Hipatia sonrió mostrando la blancura de unos dientes perfectos. Se conservaba espléndida, pese a que había cumplido sobradamente los cuarenta años.
—¿Sabes que desde hace algún tiempo no lanzan insultos a mi paso? —Recogió con un gesto elegante los pliegues de su túnica, subió a la litera y se reclinó entre los almohadones.
—Aun así, no te confíes. ¿Regresas directamente a tu casa?
—No, quiero visitar primero a Samuel.
Aristarco miró al cielo, la tarde ya declinaba.
—No te entretengas demasiado.
El anciano la vio alejarse; los cuatro fornidos porteadores le parecieron una escolta adecuada. Cerró los ojos y exclamó:
—¡Que los dioses te protejan siempre!
A Hipatia no había dejado de llamarle la atención la actitud de los parabolanos desde el incidente de la carta que había llevado al suicidio de Siro. La miraban con desprecio, se referían a ella como «la pagana» e incluso en alguna ocasión había escuchado silbidos a su paso, pero no habían vuelto a atacarla. Estaba convencida de que la nueva situación estaba relacionada con la decisión de Orestes. El prefecto había dado órdenes para que sus tropas interviniesen a la menor provocación de los parabolanos. Desde la reyerta en la punta de Loquias, cuando atacaron a las dos prostitutas callejeras, patrullas de soldados recorrían la ciudad con la misión específica de controlar a los monjes de Cirilo e impedir que ejerciesen funciones que no les correspondían, ni amedrentasen a ciudadanos que no comulgaban con sus ideas.

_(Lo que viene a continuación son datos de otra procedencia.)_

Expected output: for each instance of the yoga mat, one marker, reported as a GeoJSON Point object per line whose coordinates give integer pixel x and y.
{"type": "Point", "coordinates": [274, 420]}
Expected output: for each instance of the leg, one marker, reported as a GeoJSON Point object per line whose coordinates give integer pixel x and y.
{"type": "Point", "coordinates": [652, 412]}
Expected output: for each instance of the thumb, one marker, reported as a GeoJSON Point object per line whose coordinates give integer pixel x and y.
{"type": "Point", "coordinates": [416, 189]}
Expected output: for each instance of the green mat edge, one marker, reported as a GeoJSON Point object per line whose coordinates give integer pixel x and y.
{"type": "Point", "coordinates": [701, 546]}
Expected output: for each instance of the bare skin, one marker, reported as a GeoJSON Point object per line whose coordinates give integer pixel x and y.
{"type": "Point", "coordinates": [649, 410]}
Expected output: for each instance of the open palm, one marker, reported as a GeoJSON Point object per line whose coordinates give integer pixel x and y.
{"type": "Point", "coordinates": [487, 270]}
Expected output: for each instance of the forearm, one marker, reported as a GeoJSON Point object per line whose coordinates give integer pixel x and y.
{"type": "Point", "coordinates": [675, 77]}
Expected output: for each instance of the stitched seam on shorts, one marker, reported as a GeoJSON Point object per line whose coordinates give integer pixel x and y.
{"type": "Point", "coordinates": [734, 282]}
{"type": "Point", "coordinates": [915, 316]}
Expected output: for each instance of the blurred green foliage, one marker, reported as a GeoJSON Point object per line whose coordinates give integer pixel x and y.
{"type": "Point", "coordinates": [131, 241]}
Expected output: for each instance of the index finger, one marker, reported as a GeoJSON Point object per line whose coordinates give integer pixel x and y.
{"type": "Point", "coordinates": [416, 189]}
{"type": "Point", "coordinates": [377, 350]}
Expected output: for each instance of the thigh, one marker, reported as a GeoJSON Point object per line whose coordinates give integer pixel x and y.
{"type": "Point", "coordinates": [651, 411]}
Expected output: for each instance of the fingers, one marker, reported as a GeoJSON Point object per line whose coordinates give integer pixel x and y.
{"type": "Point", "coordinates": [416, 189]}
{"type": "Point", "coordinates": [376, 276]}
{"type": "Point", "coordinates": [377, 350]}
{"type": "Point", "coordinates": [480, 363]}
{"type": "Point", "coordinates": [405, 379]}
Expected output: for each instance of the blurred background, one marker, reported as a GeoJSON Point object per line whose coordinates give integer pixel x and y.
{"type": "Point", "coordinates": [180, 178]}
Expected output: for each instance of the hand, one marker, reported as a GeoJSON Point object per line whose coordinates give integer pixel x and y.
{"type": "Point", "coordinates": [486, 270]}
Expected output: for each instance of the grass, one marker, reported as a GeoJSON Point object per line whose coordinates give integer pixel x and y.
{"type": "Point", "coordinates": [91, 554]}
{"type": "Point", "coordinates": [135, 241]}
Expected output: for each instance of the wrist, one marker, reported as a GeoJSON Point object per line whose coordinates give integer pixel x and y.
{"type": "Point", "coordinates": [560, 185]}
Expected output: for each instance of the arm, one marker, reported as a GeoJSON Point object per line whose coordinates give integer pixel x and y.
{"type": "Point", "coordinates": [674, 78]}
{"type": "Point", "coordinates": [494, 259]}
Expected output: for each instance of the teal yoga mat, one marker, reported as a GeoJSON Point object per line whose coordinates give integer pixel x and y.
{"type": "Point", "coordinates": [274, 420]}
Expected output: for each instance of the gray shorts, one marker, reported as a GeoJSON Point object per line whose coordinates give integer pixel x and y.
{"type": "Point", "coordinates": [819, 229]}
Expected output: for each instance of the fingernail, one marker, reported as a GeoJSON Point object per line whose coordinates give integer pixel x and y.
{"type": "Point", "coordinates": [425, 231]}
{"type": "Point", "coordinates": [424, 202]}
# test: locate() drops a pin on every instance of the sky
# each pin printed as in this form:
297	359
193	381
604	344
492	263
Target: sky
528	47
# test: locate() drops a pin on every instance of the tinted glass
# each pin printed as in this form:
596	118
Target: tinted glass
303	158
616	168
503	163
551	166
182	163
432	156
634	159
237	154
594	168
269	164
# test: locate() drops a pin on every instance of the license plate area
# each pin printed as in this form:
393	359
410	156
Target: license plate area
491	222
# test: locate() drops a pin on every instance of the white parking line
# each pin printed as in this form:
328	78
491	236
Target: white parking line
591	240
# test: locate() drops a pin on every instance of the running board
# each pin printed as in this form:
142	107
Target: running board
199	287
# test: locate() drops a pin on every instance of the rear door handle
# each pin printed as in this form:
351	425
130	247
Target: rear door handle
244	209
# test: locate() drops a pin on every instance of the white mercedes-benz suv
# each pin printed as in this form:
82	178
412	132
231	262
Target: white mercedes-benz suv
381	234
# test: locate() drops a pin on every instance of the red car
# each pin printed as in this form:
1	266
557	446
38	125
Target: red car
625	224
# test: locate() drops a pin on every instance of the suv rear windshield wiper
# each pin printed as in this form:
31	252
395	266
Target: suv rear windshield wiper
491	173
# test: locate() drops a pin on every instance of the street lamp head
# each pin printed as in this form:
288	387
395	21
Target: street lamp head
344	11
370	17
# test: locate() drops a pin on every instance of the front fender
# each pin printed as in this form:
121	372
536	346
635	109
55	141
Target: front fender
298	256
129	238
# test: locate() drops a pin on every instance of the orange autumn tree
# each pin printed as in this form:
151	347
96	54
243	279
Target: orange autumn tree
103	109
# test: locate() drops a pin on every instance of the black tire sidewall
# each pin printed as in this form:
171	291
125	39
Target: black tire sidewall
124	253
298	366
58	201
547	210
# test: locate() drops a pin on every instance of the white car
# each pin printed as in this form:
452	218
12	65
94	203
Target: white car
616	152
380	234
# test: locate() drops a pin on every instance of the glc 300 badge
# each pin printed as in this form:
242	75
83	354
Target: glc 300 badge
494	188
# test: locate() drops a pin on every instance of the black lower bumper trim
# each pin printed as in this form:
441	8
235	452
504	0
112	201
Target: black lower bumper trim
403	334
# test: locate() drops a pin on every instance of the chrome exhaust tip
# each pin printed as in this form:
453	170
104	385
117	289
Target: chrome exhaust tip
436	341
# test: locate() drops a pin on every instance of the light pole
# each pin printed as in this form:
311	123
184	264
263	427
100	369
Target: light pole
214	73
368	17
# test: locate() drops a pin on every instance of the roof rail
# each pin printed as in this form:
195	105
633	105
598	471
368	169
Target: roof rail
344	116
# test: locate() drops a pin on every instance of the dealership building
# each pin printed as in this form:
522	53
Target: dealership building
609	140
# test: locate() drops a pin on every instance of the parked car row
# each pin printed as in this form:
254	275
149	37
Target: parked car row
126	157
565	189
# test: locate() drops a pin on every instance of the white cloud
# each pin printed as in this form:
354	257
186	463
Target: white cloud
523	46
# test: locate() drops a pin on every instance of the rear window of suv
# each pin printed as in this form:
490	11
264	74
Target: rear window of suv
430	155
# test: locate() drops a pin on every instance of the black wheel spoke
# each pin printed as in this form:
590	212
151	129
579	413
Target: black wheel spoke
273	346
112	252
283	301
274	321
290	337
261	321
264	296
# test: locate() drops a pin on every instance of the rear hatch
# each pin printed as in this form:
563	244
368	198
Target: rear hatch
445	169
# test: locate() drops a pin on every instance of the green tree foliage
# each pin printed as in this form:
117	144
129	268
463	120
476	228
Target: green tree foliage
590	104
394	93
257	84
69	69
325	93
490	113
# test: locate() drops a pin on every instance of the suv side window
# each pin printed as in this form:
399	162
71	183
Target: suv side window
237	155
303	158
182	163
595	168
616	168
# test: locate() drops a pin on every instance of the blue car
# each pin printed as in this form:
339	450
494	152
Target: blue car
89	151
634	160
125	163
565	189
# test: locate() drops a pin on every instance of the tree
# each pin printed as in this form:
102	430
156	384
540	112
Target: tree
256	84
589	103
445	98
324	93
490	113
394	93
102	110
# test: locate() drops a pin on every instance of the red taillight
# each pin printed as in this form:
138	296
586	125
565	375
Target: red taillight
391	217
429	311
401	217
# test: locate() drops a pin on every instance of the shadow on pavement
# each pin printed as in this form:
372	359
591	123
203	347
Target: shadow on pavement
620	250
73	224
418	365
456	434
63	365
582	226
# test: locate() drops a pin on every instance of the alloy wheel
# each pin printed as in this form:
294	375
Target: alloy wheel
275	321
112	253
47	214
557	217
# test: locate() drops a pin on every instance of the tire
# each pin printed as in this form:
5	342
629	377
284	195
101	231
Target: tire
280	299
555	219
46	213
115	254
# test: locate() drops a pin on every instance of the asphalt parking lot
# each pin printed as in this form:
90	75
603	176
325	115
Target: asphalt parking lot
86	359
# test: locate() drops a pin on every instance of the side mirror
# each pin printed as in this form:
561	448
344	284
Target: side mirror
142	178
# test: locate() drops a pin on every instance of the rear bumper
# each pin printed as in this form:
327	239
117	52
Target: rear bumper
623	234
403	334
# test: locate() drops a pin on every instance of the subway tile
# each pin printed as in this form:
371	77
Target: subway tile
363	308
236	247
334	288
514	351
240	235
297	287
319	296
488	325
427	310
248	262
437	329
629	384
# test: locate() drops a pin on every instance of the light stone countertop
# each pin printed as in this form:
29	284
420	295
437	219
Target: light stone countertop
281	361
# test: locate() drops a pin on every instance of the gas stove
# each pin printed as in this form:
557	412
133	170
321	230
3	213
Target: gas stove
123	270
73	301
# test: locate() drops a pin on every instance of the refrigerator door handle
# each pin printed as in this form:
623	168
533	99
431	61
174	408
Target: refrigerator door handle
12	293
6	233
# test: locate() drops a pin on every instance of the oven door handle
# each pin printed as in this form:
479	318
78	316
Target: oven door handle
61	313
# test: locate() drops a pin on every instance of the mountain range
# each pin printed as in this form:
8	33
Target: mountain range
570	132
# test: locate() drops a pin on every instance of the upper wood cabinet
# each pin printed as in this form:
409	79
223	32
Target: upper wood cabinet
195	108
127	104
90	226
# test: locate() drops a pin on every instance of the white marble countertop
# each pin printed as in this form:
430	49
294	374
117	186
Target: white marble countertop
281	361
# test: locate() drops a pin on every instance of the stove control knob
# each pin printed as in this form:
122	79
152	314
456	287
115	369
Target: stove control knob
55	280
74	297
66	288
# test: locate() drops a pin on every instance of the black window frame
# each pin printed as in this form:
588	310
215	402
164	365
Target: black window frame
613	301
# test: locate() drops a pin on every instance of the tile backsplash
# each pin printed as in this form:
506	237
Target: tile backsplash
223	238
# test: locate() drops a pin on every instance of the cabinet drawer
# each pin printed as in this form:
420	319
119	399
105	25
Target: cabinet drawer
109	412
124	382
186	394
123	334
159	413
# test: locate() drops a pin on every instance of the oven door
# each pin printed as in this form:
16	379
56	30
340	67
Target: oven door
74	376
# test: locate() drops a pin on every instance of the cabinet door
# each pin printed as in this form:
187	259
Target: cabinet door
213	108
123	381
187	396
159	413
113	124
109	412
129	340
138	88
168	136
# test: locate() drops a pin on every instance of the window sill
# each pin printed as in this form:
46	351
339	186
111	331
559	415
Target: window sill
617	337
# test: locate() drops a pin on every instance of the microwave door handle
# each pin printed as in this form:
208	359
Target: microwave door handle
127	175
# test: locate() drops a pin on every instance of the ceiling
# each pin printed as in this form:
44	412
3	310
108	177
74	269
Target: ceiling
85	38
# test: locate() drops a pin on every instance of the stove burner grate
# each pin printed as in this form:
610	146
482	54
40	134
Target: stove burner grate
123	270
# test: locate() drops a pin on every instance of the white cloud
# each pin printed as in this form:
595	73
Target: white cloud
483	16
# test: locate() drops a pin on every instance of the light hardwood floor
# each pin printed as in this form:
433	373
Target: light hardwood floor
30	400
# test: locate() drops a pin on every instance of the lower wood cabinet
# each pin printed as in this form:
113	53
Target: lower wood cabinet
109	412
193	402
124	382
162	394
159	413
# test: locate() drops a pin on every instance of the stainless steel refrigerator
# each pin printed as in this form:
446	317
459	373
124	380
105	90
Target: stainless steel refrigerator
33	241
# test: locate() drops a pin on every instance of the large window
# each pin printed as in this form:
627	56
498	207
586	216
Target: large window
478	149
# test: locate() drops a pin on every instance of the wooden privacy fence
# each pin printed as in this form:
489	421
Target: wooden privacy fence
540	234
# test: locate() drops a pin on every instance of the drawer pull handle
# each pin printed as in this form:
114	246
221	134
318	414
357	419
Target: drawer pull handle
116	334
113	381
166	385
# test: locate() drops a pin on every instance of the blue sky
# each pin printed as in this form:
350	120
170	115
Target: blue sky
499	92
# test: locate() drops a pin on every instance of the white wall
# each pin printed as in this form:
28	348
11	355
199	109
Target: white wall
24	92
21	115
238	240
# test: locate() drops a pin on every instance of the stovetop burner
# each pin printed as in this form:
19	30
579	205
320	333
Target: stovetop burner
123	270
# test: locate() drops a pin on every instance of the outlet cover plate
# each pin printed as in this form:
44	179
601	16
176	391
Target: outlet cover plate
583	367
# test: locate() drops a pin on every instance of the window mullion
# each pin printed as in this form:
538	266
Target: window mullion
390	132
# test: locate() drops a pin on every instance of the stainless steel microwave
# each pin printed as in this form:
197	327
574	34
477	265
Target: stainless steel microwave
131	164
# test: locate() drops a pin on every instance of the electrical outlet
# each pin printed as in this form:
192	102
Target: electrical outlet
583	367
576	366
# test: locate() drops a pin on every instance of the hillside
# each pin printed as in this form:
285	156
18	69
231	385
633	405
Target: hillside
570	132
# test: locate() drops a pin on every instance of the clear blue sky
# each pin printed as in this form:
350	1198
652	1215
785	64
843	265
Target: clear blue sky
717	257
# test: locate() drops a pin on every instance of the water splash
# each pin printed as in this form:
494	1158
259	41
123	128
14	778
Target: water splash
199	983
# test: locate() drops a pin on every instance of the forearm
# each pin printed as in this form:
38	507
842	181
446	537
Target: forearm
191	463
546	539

Hipatia era consciente de que con su actitud molestaba a aquellos guardianes de la nueva moral y que aparecía ante sus ojos como impía y licenciosa: vestía ropas de colores alegres, llevaba los brazos desnudos, algo que ya resultaba inconcebible, y tampoco cubría su cabeza con el velo. Se acicalaba, se perfumaba, se adornaba y daba fiestas en su casa, que eran consideradas por sus enemigos como orgías pecaminosas, a pesar de que estaban presididas por la música, pequeñas representaciones de mimos o interesantes tertulias sobre literatura, ciencia y filosofía. Con todo, el mayor de los desafíos a la creciente mojigatería era desplazarse por la ciudad en litera, al modo de las antiguas matronas.